Uwaga: ten wpis powstał dawno temu. Istnieje spora szansa, że nie odzwierciedla obecnych poglądów i opinii autora.
Chyba za długo używam ciągle tego samego klienta Jabbera, bo kusi mnie, żeby spróbować czegoś nowego. Mam na oku dwie sztuki, jedna to odświeżony staroć, a druga to całkowita świeżynka. Obie oczywiście są gnomowate.
Świeżynkę znalazłem dzięki wpisowi na Amused Jogger. Nazywa się Colligo i jest klonem Google Talka.
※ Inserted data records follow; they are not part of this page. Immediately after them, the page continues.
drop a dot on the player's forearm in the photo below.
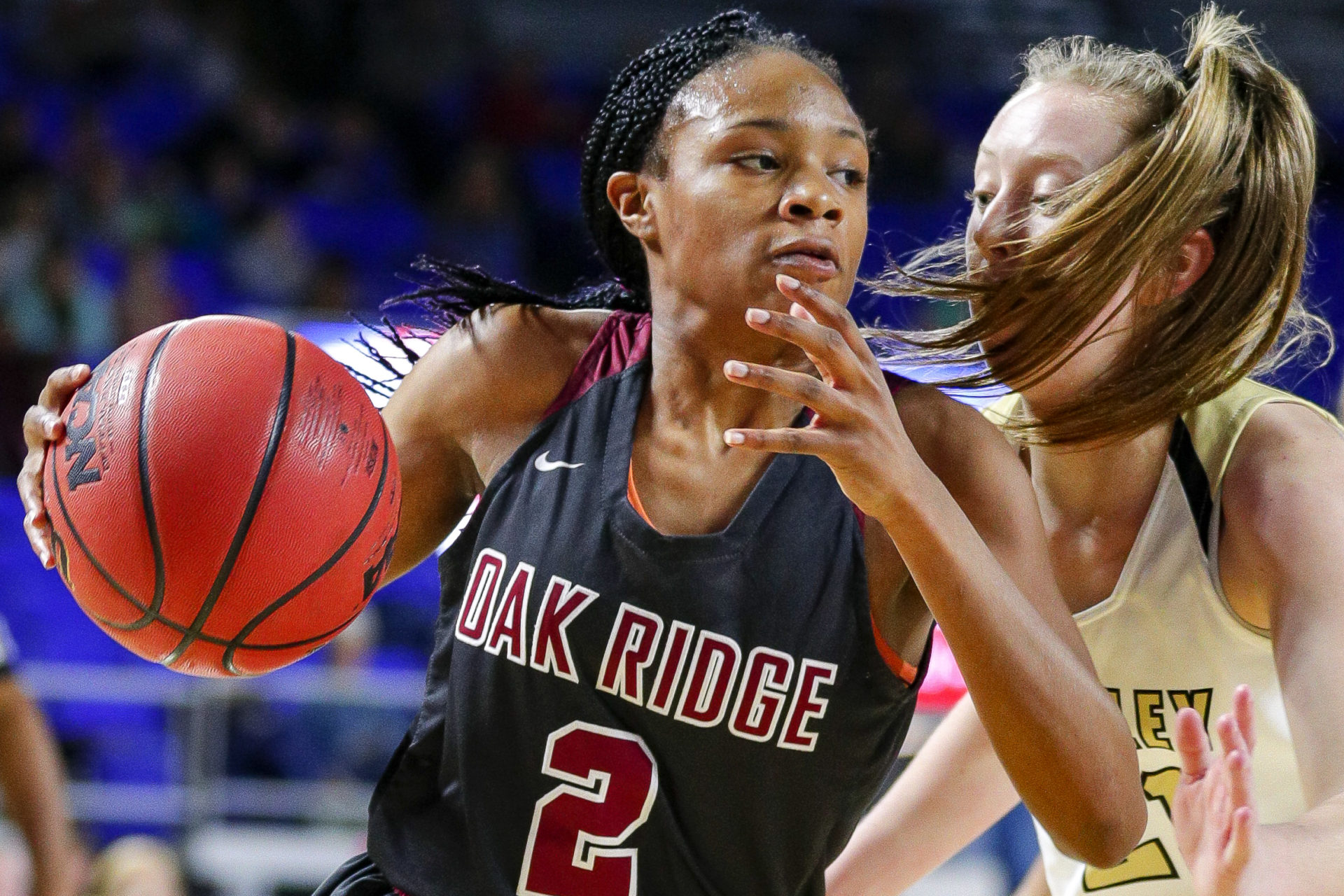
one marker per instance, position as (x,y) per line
(951,793)
(1056,729)
(33,780)
(1303,858)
Wygląda tak:
Więcej zrzutów możecie zobaczyć na blogu autora, Kennetha Christiansena, tam też można wyłuskać trochę informacji o tym kliencie.
Odświeżony staroć, to jak można się było spodziewać Gaim Pidgin. Wielokrotnie podchodziłem do tego komunikatora, ale najczęściej odpadał, przez fatalne GUI. Ostatnio nasłuchałem się na linuksowym MUC-u o wielu poprawkach takich jak zmniejszenie koszmarnie wielkich ikon na rosterze. Nie za bardzo w to wszystko wierzyłem, aż trafiłem w sieci na ten zrzut:
Jego większa wersja jest dostępna tutaj. Muszę przyznać, że nowy wygląd Pidgina zrobił na mnie wrażenie i czekam na wersję 2.0 żeby móc samemu go obadać.